Senin, 14 Mei 2012

Yunani, Turki, dan Takdir UE


Yunani, Turki, dan Takdir UE
Ahmad Erani Yustika ;  Guru besar Fakultas Ekonomi dan Bisnis
Universitas Brawijaya; Direktur Eksekutif Indef
SUMBER :  JAWA POS, 14 Mei 2012



PAGI, 4 April 2012, seorang kakek berusia 77 tahun menembak kepalanya di area Gedung Parlemen Athena, Yunani. Dia terlilit utang dan sudah tidak tahan menghadapi situasi ekonomi Yunani yang kian memburuk. Dengan uang pensiun hanya 300 euro (Rp 3,6 juta) sebulan, kakek tersebut merasa tidak mungkin menanggung beban hidup lagi. Peristiwa itulah yang kemudian memicu demonstrasi besar-besaran esoknya di Athena dan menandai hari-hari serbagelap di Yunani.

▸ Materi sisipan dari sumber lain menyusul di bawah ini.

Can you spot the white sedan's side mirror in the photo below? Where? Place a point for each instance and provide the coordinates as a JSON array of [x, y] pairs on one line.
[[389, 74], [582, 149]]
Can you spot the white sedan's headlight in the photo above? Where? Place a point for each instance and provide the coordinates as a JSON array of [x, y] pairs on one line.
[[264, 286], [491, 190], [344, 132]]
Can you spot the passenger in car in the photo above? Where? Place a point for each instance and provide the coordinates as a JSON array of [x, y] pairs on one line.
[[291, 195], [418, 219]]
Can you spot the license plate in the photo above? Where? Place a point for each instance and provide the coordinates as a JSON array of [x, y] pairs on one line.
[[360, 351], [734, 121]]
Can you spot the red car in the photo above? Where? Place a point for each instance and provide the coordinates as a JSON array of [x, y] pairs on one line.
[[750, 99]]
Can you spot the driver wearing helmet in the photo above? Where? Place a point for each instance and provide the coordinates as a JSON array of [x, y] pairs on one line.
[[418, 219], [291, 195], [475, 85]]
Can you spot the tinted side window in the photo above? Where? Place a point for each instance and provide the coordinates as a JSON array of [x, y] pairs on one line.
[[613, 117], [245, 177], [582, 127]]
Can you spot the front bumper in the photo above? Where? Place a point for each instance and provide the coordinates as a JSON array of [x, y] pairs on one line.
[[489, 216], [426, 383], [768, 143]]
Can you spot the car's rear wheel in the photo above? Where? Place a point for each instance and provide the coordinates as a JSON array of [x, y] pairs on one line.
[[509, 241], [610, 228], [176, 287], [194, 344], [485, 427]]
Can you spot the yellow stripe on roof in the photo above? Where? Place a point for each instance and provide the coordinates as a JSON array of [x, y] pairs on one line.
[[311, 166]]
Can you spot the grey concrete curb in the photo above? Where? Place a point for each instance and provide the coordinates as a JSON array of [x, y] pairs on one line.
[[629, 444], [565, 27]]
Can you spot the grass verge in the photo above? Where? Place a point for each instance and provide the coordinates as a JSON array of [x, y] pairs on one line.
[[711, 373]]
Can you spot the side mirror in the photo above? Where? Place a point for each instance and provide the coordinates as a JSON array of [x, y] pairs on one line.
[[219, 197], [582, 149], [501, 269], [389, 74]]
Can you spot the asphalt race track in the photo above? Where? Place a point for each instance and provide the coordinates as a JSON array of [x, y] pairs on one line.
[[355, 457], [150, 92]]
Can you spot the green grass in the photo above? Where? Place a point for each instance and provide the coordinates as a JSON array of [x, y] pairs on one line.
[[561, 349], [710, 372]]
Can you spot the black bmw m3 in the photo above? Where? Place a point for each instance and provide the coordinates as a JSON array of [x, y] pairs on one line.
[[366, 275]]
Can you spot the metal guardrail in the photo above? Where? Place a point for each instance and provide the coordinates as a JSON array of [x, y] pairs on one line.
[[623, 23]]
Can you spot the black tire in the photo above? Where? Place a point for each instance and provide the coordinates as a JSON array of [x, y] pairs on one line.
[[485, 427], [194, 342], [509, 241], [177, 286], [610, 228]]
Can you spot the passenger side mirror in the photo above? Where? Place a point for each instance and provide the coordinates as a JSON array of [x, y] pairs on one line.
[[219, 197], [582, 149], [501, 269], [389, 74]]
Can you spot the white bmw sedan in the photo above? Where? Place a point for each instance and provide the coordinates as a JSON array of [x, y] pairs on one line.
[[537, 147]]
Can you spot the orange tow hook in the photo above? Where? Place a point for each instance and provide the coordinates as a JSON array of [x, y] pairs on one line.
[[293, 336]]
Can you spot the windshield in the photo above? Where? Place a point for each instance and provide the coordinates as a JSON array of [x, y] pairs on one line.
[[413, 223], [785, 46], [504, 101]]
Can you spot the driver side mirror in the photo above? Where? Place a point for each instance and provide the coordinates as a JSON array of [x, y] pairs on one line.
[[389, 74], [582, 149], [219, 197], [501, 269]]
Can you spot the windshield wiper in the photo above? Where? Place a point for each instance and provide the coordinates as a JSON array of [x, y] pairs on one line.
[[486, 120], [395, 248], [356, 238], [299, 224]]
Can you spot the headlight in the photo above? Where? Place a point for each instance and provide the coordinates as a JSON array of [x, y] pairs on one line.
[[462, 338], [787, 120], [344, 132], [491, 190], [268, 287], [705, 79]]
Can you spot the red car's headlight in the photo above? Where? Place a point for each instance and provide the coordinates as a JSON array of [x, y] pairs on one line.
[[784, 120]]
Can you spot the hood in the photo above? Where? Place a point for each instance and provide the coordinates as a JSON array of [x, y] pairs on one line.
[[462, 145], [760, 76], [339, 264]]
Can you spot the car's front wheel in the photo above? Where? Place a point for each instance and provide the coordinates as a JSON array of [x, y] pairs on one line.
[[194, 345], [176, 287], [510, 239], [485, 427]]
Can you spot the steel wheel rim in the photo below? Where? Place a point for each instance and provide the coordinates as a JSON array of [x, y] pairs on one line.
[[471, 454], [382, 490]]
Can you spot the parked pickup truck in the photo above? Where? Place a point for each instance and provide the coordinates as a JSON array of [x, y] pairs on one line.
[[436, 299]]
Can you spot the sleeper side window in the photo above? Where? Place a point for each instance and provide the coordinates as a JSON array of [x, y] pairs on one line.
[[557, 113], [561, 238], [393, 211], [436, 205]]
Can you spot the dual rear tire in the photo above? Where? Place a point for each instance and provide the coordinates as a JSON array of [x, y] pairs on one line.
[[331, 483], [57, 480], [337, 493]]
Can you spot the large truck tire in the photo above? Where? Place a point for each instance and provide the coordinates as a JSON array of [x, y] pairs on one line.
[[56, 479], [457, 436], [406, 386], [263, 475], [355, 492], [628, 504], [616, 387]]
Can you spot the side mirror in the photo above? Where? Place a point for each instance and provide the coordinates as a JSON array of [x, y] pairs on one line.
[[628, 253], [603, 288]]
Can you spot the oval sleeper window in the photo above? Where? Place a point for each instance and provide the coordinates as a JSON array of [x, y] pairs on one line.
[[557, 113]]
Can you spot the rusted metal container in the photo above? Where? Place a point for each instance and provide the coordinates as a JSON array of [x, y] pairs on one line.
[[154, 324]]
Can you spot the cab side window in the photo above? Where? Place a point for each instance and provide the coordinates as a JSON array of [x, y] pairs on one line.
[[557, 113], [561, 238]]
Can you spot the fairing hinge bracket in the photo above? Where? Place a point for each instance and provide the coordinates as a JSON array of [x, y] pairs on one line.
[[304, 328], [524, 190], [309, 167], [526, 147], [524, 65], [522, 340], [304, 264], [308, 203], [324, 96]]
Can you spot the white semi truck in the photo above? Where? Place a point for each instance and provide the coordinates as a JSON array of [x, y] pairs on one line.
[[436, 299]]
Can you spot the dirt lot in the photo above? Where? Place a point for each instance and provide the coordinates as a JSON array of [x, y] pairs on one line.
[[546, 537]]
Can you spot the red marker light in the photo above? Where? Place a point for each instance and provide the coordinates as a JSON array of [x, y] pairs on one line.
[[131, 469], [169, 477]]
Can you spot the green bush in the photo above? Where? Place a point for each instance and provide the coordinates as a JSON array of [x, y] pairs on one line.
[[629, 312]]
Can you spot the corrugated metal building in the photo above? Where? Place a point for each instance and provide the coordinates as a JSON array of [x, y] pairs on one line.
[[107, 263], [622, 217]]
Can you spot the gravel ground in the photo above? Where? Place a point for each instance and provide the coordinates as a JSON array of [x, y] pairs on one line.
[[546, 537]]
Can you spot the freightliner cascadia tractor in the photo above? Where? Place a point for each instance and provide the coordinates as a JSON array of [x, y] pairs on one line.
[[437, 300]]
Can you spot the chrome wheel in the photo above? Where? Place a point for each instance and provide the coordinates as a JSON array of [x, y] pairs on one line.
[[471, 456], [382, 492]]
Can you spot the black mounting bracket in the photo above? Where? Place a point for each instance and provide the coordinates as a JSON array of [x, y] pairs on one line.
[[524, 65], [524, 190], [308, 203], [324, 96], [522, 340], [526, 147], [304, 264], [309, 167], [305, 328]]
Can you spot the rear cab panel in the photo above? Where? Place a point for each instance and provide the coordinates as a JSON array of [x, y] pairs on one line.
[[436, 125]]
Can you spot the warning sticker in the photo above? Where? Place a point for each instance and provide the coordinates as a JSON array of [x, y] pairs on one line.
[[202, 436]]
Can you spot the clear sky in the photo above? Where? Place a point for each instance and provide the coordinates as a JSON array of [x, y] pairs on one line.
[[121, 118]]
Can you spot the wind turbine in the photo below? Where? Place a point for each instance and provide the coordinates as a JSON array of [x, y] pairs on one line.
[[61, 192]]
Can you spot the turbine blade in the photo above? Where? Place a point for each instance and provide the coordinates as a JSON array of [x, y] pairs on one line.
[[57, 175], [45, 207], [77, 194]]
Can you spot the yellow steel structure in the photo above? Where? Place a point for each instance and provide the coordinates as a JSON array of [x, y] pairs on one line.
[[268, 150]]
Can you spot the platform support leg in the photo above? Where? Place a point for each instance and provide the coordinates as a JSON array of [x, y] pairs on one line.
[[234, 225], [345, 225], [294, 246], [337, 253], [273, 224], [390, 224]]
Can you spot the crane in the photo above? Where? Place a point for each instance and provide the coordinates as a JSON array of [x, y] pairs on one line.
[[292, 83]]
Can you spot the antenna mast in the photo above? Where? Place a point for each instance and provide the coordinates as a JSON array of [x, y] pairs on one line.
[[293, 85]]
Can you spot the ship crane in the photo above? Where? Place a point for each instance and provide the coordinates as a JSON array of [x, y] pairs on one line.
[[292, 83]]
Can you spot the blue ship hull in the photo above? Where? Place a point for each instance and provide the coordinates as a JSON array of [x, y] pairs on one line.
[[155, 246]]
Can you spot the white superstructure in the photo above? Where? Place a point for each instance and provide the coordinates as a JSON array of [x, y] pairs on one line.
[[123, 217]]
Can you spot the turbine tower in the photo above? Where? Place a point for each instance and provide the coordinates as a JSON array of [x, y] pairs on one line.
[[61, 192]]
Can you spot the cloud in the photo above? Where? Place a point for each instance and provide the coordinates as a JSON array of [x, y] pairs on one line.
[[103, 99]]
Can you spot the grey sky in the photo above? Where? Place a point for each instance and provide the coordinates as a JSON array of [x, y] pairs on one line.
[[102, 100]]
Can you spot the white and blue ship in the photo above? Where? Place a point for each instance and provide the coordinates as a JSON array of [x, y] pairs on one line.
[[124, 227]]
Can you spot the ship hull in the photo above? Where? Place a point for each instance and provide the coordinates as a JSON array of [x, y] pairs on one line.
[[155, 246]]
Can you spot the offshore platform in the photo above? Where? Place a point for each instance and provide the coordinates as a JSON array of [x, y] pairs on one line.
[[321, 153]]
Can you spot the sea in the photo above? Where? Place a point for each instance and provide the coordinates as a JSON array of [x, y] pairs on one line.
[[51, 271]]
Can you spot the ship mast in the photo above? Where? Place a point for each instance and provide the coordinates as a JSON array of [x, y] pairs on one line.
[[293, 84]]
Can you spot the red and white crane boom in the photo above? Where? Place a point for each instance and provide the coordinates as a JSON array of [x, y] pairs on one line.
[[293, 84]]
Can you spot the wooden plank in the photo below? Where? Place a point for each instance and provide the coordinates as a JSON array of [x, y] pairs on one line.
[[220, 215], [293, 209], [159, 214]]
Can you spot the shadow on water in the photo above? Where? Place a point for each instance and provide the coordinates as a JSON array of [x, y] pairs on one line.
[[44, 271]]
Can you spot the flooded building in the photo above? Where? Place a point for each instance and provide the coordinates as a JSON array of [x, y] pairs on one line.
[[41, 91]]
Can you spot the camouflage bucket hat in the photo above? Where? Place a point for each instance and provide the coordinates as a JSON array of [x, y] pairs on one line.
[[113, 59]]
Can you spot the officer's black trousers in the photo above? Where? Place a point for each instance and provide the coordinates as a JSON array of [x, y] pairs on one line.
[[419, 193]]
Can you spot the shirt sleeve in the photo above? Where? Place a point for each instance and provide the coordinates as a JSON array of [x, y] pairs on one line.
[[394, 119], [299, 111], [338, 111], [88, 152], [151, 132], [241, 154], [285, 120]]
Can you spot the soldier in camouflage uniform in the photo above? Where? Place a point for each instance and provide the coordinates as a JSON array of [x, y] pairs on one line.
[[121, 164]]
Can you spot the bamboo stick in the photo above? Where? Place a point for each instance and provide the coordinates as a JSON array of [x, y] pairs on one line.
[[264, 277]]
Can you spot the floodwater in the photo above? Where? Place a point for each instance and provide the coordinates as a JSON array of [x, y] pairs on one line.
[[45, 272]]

Celakanya, pemilu yang digelar tidak memunculkan satu pun partai mayoritas, sedangkan koalisi yang berspektrum luas tidak mudah dibangun. Tampaknya, pemilu akan dilaksanakan ulang, tapi hasil yang penuh ketidakpastian masih menyelimuti negara tersebut. Lebih dramatis, bila nanti yang menjadi penguasa baru Yunani berasal dari partai oposisi kiri (leftish), sikap politik mereka adalah merekomendasikan keluar dari UE (Uni Eropa) dan ingin menentukan masa depan sendiri.

Bila Yunani Keluar dari UE

Sampai akhir 2011, kinerja ekonomi Yunani dapat diterangkan sebagai berikut. Pertumbuhan ekonomi minus 6,9 persen; rasio utang 145 persen terhadap GDP; defisit anggaran 10,6 persen terhadap PDB; dan inflasi 3 persen (Bloomberg, 2011).

Dalam beberapa aspek, situasi Yunani tersebut masih lebih baik ketimbang Indonesia pada megakrisis ekonomi/moneter 1998. Saat itu, pertumbuhan ekonomi Indonesia anjlok menjadi minus 13,1 persen; inflasi melesat 77,6 persen; dan rasio utang terhadap PDB sekitar 89 persen. Pada level tertentu, penderitaan yang dialami Indonesia lebih parah daripada Yunani saat sekarang.

Sungguh pun begitu, memang disadari, tidak lantas mudah bagi Yunani untuk memulihkan ekonominya karena di balik itu banyak jebakan yang mengintip. Misalnya, tanggungan anggaran untuk membayar gaji pensiun mencapai 12 persen dari PDB. Dari sisi itu saja, bisa dibayangkan berapa anggaran yang harus disisihkan cuma untuk membayar uang pensiun abdi negaranya.

IMF dan UE (lewat European Central Bank/ECB) tentu tidak berpangku tangan melihat kondisi Yunani. Sebab, hal tersebut dapat menjalar ke negara Eropa lainnya yang ekonominya juga parah. Misalnya, Italia, Portugal, Irlandia, dan Spanyol. Sampai kini, IMF sudah mengucurkan bantuan USD 11 miliar (sekitar Rp 100 triliun) ke Yunani dan ECB menyuntikkan USD 1,3 triliun (Rp 11.700 triliun) ke sistem perbankan Eropa demi mencegah perluasan krisis.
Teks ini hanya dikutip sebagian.